SIJ - Day 27: Betts House, Yale University

SIJ - Day 27: Betts House, Yale University

And now for something completely different...

This is the home of the Yale Center for the Study of Globalization, the Yale Office of International Affairs and the Yale World Fellows Program.

The house was designed by architect Henry Austin with David R. Brown in the French Second Empire style. Henry Austin (December 4, 1804 - December 17, 1891) was a prominent and prolific American architect based in New Haven, Connecticut. He practiced for more than fifty years and designed many public buildings and homes primarily in the New Haven area. His works include Dwight Hall, which is the now Dwight Chapel, and which I have photographed in this series. New Haven City hall and the New Haven Railroad Station are among his public works.

The house has 19,700 square feet, and was built for John M. Davies, a partner at the New Haven-based Winchester Repeating Rifle Company. The factory is within a very short walking distance down the hill. The house stands on the Prospect Hill Historic District and is listed on the National Register of Historic Places. An earlier neighborhood of large Victorian estates in the southern part of the district between Prospect and St. Ronan Streets, which grew up in the 1860s and 1870s, has largely disappeared. This neighborhood included the houses of such notables as Eli Whitney (Yale, 1792) and Oliver Winchester.

John Davies lived in the house for a few brief years before he died in 1871. His widow Alice lived on in the house until her death in 1898. In 1911 the house was sold to Thomas Wallace. Wallace was the owner of Wallace and Sons, a prosperous wire manufacturing company in nearby Ansonia. He lived in the house with his family until his death in 1946.

In 1947 the house was sold to the Culinary Institute of America. The Culinary Institute of America is now located in Hyde Park, NY and is the premier culinary institution of this country. In 1947 it was known as the Restaurant Institute of Connecticut. Although common place now, this was the first culinary school in America.

The Culinary Institute of America eventually outgrew its New Haven home and moved to Hyde Park, NY. Yale University bought the property in 1972. Yale purchased the house and the land surrounding it with the intention of making use of empty land in an area that was rapidly being built up with university properties. What is fact is that Yale did little maintenance on the house after its purchase, using it as a storage building. Yale moved to demolish the house in 1980 and preservationists fought against the move. 200 people rallied in front of the secretary’s office just before Yale’s announced demolition date of March 31, 1980. The group included representatives of the Connecticut Trust for Historical Preservation, the State Historical Commission and the New Haven Preservation Trust. Just about everyone who cared about preservation was represented. At the last moment the deadline was extended, and in July of 1980 a development proposal was accepted.

In 1990 there was a fire that caused considerable damage to the house. The producers of the Addams Family movie thought it was the perfect house for Gomez and Morticia and an offer was made to use the property and restore it. The offer was refused. Finally, in 1998 an agreement was reached between Yale and the preservationists to preserve four historic buildings including the Davies Mansion. The exterior of the mansion was restored by 2000. In 2001 Yale alumni Roland Betts donated five million dollars toward the renovation of the Davies Mansion.

[Much of this material comes from the excellent article here:]
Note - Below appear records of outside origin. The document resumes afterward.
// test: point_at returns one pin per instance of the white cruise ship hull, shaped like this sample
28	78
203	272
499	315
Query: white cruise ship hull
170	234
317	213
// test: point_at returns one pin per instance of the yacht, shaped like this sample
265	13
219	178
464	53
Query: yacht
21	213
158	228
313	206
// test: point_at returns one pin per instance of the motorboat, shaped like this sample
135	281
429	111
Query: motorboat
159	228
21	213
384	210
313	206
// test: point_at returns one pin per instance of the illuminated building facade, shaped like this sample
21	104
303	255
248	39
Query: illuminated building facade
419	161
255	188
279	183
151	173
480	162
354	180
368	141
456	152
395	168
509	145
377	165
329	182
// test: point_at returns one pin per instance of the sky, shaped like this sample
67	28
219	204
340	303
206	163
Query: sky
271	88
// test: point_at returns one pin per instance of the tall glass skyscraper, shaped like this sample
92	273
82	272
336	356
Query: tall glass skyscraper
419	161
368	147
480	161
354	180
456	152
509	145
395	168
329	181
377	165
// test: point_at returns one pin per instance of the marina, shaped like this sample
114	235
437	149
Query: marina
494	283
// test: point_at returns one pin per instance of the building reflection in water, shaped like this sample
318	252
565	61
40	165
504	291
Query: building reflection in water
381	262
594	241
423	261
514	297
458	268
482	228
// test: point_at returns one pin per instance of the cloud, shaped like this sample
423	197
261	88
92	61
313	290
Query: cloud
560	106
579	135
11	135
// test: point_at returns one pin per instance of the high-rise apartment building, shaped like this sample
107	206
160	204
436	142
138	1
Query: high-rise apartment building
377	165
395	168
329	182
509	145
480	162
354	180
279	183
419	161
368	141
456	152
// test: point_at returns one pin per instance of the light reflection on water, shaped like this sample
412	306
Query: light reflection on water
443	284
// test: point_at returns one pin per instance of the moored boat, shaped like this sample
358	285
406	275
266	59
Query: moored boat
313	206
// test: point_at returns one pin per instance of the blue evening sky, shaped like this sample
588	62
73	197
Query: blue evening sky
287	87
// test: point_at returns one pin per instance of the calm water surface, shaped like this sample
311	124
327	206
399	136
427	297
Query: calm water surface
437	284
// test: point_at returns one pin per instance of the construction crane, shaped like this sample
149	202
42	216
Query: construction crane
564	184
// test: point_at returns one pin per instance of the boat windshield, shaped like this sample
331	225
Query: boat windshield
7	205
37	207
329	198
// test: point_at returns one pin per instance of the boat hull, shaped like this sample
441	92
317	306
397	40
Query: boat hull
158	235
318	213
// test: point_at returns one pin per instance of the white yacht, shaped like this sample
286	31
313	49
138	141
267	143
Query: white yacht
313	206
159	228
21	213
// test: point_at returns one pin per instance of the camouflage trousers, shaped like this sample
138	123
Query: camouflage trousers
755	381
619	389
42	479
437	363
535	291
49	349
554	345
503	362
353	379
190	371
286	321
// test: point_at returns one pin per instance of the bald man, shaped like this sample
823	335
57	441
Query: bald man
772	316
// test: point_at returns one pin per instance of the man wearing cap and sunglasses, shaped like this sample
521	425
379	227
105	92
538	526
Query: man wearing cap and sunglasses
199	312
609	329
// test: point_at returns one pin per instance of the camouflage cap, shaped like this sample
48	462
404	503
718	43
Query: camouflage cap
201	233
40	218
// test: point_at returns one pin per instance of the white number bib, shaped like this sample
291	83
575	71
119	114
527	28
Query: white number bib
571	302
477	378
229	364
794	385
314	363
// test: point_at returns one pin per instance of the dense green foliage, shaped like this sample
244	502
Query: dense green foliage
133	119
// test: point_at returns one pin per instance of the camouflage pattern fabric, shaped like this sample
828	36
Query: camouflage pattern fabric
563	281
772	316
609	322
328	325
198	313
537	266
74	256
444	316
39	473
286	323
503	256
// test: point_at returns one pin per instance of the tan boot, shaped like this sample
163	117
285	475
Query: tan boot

Sorry so different. I tried to process this in a manner befitting the attempt to make this the Addams Family mansion. Today was quite rainy and foreboding, and I had this on my shot list for just such a day. The issue with that kind of thing is that you actually then have to GET the picture...
cool shot but for some reason it reminds me of the Noman Bates home in the movie Psycho
This house has quite a history and thanks for sharing that with us. The pink tone is a bit other-worldly to my eyes.
This one caught my eye right off the bat, Seaain. Such an interesting story behind this house...from repeating rifles to a spurned Adams family movie to preservationist protests - thank goodness Yale finally saw the error of their ways!

I like the creepy factor with those glowering clouds...and the strange light colored pink...and the various windows with their half pulled shades... It certainly doesn't look inviting, but it's an eye catcher and I'd love to go inside.

Thanks so much for this one, Seaain!
I've absolutely loved this series Seeain and this image nestles amongst them beautifully.

I've praised your processing, but again have to say how befitting it is for this subject matter. I find the top area with the attic windows, roof tiles and sky simply breathtaking. The tones and general feel - especially of the patterned roof tiles - are simply exquisite!
I like this, you nailed the Adam's Family look. Would be interesting to see it in black and white too.
Interesting history. I think you got the Addams family look that you are after, that's the first thing I thought of when I saw the thumbnail, "Wait..isn't that the Addams family mansion?? :eek:"
that color is just atrocious (to me)....I think I'd LOVE it in black and white. Great shot and processing.